I am trying to optimize what we call AJAX request polling frequency in the domain of web design. Here's a general version of the problem in simple lingo:

Problem Statement:

Suppose there are 3 persons - consumer (C), producer(P) and a messenger(M). The consumer and producer are some distant apart and can't communicate directly. The messenger - who works for the consumer - takes order from consumer, walks up to producer, places the order and come back to consumer. Messenger needs some finite amount of time to make the travel between P and C.

Now different orders require different amount of time for processing. After an order is placed, the M and C have no way to know how long the order processing will take. Hence, the messenger is required to make repeated trips to the Producer to check if the order is ready. It works in this way:

  • Step 1: Messenger waits for W amount of time
  • Step 2: M Goes to the producer to see if order is ready
  • Step 3: a) Order ready - come back with the produced item b) Not ready - come back and repeat from step 1.

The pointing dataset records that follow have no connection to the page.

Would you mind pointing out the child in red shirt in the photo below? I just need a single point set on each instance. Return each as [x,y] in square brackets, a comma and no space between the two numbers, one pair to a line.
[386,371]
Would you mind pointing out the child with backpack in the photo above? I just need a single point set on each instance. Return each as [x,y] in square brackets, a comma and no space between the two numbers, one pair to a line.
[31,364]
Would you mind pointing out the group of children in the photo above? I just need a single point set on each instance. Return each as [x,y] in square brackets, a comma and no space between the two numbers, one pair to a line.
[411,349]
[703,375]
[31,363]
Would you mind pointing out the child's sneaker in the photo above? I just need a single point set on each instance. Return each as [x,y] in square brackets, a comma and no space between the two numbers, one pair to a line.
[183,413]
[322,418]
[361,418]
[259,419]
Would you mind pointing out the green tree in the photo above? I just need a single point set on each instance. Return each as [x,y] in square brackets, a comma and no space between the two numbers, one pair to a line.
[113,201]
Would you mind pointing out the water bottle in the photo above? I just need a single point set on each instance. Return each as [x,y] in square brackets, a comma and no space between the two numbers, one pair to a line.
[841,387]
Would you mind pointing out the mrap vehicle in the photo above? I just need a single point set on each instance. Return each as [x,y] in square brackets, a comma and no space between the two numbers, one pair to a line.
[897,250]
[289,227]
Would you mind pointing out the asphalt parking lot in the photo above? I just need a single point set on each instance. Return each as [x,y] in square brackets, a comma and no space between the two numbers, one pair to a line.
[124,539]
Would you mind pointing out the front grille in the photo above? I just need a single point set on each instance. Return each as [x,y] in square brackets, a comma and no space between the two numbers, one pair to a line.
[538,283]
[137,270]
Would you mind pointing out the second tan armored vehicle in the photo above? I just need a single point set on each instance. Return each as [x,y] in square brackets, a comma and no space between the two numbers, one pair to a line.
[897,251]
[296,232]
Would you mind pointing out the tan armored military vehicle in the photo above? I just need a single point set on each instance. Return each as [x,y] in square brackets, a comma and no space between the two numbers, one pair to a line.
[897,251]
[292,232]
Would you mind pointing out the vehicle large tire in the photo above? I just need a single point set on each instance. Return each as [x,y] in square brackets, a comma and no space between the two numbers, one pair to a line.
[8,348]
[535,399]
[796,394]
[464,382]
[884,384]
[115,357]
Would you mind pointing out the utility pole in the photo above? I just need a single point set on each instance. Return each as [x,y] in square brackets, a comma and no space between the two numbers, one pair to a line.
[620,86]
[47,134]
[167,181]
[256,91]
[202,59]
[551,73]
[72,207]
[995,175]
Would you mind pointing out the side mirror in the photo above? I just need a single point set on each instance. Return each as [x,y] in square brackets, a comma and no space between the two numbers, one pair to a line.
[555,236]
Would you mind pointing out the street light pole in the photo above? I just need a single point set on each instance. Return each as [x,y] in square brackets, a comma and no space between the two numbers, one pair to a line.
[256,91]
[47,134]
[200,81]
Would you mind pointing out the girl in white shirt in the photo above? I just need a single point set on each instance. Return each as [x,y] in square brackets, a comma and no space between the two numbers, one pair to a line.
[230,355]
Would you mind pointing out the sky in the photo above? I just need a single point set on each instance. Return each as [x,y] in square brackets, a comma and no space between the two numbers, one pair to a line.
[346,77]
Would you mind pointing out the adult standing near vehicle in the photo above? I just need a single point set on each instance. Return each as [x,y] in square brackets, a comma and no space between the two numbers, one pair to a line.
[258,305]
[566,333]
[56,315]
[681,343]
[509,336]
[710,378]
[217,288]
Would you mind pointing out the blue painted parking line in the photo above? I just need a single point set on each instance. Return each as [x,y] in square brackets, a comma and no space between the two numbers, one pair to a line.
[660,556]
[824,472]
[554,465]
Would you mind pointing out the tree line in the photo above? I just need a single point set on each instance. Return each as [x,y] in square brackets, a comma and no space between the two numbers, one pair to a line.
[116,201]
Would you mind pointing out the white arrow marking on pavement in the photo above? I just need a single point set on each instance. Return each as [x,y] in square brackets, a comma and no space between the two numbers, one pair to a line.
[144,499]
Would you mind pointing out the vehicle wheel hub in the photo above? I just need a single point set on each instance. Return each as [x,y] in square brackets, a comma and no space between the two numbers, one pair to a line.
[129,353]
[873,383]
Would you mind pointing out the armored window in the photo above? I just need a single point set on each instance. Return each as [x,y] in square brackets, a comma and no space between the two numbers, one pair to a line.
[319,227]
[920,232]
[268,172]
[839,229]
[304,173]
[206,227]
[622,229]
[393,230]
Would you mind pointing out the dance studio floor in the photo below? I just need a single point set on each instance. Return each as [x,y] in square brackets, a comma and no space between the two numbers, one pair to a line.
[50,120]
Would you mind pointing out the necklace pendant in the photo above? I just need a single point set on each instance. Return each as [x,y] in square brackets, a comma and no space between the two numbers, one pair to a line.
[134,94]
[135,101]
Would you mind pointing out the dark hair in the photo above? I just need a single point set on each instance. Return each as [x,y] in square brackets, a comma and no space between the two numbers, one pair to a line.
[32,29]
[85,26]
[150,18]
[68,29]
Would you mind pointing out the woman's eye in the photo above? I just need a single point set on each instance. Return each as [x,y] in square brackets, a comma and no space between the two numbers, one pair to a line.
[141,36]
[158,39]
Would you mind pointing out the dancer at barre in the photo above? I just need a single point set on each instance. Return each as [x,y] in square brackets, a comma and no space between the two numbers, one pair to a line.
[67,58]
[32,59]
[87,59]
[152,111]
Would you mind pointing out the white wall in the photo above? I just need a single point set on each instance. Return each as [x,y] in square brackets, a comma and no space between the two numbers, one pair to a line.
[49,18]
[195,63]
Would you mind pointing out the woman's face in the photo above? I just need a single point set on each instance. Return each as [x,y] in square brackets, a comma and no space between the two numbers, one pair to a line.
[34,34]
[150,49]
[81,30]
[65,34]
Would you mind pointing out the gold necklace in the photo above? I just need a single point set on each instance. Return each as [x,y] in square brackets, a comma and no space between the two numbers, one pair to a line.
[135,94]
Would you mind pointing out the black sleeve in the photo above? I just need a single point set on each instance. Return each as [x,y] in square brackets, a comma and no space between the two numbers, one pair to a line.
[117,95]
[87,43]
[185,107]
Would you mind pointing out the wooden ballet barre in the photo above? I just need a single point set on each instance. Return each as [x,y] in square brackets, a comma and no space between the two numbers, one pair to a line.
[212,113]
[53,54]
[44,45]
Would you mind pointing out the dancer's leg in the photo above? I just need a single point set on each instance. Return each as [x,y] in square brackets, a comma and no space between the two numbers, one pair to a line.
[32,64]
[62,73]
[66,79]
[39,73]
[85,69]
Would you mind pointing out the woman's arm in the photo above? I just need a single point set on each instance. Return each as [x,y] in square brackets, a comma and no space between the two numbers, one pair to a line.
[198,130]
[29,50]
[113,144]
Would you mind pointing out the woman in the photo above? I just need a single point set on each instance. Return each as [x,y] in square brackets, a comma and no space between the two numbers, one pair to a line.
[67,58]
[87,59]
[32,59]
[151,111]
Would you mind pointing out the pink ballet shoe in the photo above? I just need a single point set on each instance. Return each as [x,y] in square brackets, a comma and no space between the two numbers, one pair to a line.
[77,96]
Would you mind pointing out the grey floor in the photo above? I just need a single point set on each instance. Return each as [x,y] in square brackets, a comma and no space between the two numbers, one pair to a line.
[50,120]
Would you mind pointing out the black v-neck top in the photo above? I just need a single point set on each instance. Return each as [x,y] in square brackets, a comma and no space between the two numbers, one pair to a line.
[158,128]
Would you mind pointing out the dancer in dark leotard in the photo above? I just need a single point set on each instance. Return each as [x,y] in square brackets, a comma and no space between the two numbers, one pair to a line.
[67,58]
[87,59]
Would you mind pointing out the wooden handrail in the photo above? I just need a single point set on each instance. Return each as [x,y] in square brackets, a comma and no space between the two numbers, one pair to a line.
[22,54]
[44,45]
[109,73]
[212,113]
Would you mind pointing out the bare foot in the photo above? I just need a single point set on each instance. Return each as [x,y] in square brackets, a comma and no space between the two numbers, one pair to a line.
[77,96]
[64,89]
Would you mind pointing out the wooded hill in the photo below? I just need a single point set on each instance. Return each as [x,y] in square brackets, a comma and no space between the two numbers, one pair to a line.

Now, I tabulated the time taken by each orders and plotted them against the number of orders taking that time. I got this:

   |                |  |             
25 |                |  |  |             
   |             |  |  |  |           
20 |             |  |  |  |  |  |         
   |          |  |  |  |  |  |  |  |       
15 |          |  |  |  |  |  |  |  |  |     
   |       |  |  |  |  |  |  |  |  |  |     
10 |    |  |  |  |  |  |  |  |  |  |  |  |  |   
   | |  |  |  |  |  |  |  |  |  |  |  |  |  |  | 
0  +-|--|--|--|--|--|--|--|--|--|--|--|--|--|--|--|---
  1  5  10 20 25 30 35 40 45 50 55 60 65 70 75 85 90    

As you can see, most orders take around 35 to 40 units of time (let's say seconds) to complete whereas some orders get completed in 5-10 seconds and some takes 80-90 seconds.

My Goal:

It is costly to have a high-frequency W. Right now my messenger is checking back in every W seconds. Instead of keeping this checking frequency W as constant, can we find some other checking frequency - may be a variable one where we adjust the frequency as we go along - that would ensure the least overall waiting time combining consumer and producer waiting time together.

As you can tell, I am obviously not very good in articulating the problem very well. So, let me know if you need clarifications in comments.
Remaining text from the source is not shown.